L’incidence et l’impact de l’infection par le circovirus porcin de type 2 (PCV2) et ses pathologies associées (PCVAD, anciennement la MAP) ont changé considérablement sur les 15-20 dernières années. Avant 2004, le PCV2 avait une forte prévalence sur la population porcine mais était souvent asymptomatique, par conséquent on n’avait pas beaucoup confiance dans le diagnostic des maladies associées à cet agent. La définition clinique et les critères diagnostiques du syndrome d’amaigrissement du porcelet (MAP, actuellement PCVAD) ont été reconnus par Sorden en 2000 (figure 1) et ont été largement acceptés par la communauté vétérinaire puisque la maladie s’est propagée de par le monde, pouvant les renforcer dans la pratique. Sorden a introduit, sagement, les signes cliniques typiques, les lésions typiques et la mise en évidence du virus dans la définition clinique et dans les critères de diagnostics.

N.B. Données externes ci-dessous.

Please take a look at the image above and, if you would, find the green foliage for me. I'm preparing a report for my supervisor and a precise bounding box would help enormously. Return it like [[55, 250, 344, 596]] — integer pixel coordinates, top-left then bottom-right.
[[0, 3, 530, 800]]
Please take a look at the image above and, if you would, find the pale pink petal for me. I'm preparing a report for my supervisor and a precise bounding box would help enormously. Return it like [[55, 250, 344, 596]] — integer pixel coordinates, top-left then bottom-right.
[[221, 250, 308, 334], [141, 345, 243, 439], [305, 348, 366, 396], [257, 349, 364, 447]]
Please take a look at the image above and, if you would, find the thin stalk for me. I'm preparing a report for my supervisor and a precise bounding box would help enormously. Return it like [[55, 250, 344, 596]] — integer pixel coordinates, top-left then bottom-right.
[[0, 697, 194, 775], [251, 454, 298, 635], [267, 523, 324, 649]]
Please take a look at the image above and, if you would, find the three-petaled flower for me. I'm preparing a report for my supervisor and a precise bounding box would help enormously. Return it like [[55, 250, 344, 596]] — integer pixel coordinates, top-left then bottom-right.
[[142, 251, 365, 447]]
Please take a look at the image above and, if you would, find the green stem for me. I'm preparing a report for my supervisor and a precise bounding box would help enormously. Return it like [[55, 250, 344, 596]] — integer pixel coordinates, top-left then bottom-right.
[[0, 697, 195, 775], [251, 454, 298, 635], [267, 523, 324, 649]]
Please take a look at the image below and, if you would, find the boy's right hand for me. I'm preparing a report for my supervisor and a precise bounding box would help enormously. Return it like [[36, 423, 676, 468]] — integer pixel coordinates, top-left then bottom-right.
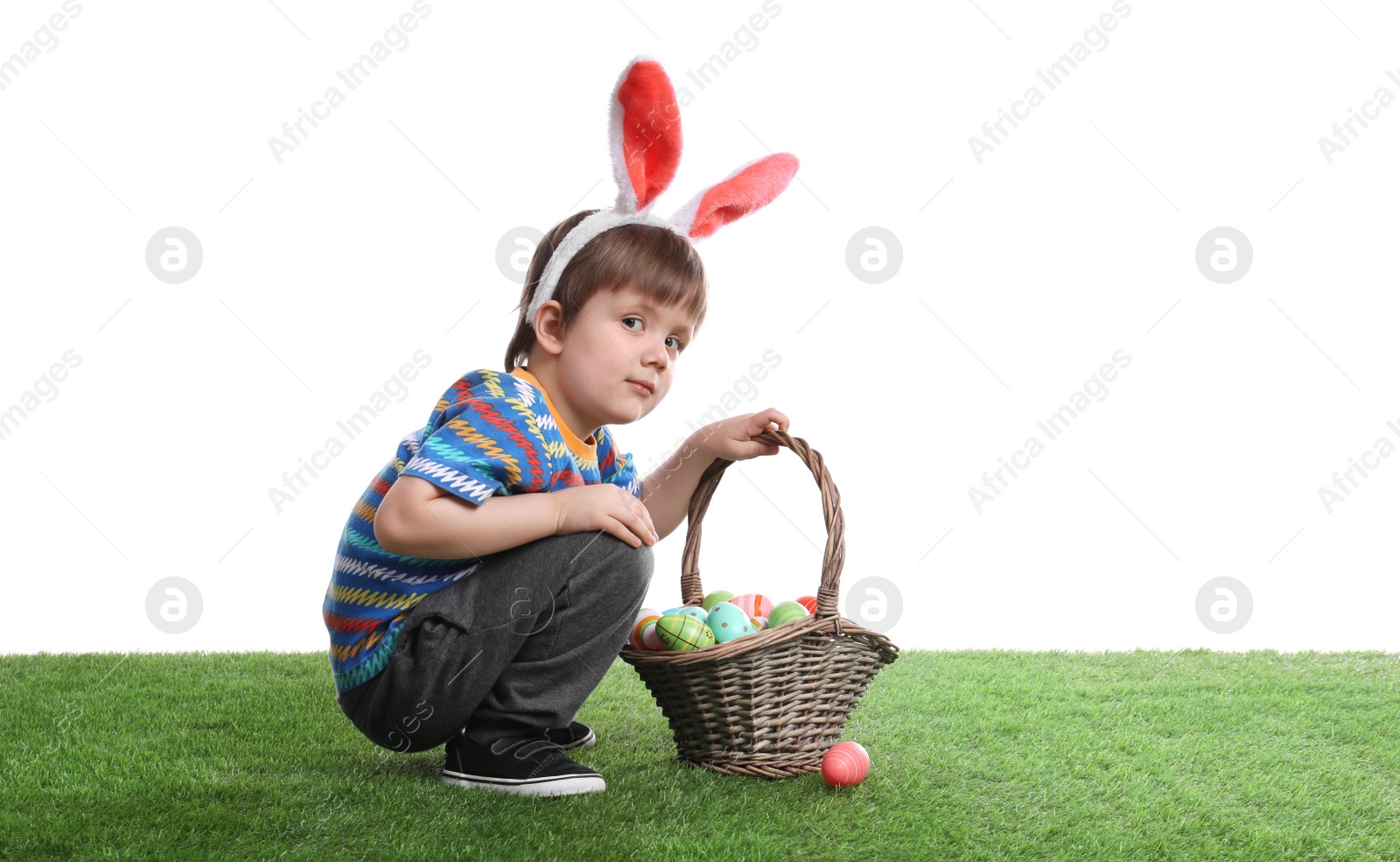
[[549, 483, 656, 547]]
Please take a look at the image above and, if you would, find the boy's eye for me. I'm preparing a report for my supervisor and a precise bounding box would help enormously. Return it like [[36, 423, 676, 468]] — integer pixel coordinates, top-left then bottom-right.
[[621, 318, 686, 353]]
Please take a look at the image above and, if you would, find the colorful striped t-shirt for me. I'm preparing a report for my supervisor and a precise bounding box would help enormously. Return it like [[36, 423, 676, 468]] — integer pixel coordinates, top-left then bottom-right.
[[320, 367, 641, 691]]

Figure 1 : MAP Définition clinique. Sorden, Swine Health Prod 8(3):133-136, 2000
Le diagnostic d'un porc ou d'un groupe de porcs comprend :
Pendant la phase épidémique (2004-2007), les mortalités par le PCVAD en engraissement atteignaient 40% produisant une chute de la commercialisation de presque 10% aux USA. Au début de 2006, les producteurs demandaient désespérément une mesure efficace. Bien que plusieurs groupes de chercheurs travaillaient sur le développement d’un vaccin commercial depuis la fin des années 1990, aux USA on ne commercialisa rien jusqu’en 2006 et ce n’a été complètement disponible qu’en 2007-2008. Les vaccins commerciaux ont démontré être considérablement efficaces autant dans la prévention des pertes désastreuses dues aux morts et à l’amaigrissement que sur l’augmentation des performances globale et sur la diminution de la variation du gain du poids. L’application réussie des vaccins commerciaux s’est poursuivie jusqu’à ce jour ; sur la figure 2 on montre l'évolution du nombre de diagnostics dans le laboratoire de diagnostic vétérinaire de l'université d'Iowa (ISU VDL).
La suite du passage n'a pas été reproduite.